I agree, selfishness should never be encouraged. I have gotten frustrated with him more than once because of trying to pass his problems off to whatever minority/political group was available as an excuse. :P

He does have some legitimate problems, it seems, in his living situation and circumstances, but I can't help but wonder how much is fact, how much is fiction, and how much is his own doing.
 
I agree, selfishness should never be encouraged. I have gotten frustrated with him more than once because of trying to pass his problems off to whatever minority/political group was available as an excuse. :P

He does have some legitimate problems, it seems, in his living situation and circumstances, but I can't help but wonder how much is fact, how much is fiction, and how much is his own doing.
In lieu of any hard evidence or supporting opinions, we only have speculation. Such is life. :lol:

edit: also the thing with his goddamn mom struck a raw nerve with me.
 
In lieu of any hard evidence or supporting opinions, we only have speculation. Such is life. :lol:

edit: also the thing with his goddamn mom struck a raw nerve with me.

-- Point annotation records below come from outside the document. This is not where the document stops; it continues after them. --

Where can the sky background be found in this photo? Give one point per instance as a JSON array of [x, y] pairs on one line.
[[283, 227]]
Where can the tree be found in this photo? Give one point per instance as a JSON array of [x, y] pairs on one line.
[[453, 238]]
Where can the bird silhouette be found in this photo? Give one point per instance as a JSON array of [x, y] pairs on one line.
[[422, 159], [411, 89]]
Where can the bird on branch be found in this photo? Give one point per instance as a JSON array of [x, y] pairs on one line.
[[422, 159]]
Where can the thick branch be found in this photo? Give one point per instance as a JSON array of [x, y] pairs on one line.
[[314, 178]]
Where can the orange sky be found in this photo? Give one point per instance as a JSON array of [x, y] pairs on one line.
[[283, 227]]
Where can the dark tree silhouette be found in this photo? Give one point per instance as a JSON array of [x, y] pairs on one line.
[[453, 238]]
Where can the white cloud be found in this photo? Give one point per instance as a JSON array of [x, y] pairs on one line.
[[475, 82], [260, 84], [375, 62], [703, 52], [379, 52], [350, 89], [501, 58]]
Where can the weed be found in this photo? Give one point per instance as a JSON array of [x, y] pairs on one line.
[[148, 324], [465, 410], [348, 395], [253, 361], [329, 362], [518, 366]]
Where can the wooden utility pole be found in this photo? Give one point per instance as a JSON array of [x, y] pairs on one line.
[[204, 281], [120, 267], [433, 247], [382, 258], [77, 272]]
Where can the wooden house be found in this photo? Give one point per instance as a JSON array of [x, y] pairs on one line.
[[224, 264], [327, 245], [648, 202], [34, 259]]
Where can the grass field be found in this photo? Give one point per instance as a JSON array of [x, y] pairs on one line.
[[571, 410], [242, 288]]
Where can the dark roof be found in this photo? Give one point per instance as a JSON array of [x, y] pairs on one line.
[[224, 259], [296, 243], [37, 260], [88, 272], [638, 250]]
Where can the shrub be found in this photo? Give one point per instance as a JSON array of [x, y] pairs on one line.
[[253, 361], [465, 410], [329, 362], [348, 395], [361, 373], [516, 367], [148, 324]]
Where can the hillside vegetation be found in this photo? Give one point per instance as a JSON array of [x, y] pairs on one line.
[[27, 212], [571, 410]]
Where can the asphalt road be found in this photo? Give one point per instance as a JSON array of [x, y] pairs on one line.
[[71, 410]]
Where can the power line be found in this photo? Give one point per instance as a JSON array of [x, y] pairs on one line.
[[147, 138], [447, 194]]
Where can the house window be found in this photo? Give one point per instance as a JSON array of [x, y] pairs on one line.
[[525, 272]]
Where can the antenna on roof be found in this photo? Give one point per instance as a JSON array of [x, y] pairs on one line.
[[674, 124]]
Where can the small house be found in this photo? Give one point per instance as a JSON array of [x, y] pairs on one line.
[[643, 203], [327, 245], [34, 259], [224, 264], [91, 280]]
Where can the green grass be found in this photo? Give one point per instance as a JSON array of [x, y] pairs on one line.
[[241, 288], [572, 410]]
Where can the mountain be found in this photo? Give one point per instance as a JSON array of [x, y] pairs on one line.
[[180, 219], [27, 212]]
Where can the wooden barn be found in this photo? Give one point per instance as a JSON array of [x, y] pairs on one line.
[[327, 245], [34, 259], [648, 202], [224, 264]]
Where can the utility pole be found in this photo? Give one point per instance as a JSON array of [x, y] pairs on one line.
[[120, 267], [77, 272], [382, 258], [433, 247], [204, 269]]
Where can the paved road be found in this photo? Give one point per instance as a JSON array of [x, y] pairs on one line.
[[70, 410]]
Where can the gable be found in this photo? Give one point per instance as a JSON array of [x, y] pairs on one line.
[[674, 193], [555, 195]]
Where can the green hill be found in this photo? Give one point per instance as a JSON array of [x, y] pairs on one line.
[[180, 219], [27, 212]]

That seems to have hit hard on a lot of people. I do feel badly if it's true that his mother was assaulted, but I also feel that it's not a valid excuse to feel frightened and suspicious of an entire group of people for the rest of your life, and for racist behavior. There's no justification for that.

He called the police, which was of course the right thing to do... not sure how I feel about the rest of that situation.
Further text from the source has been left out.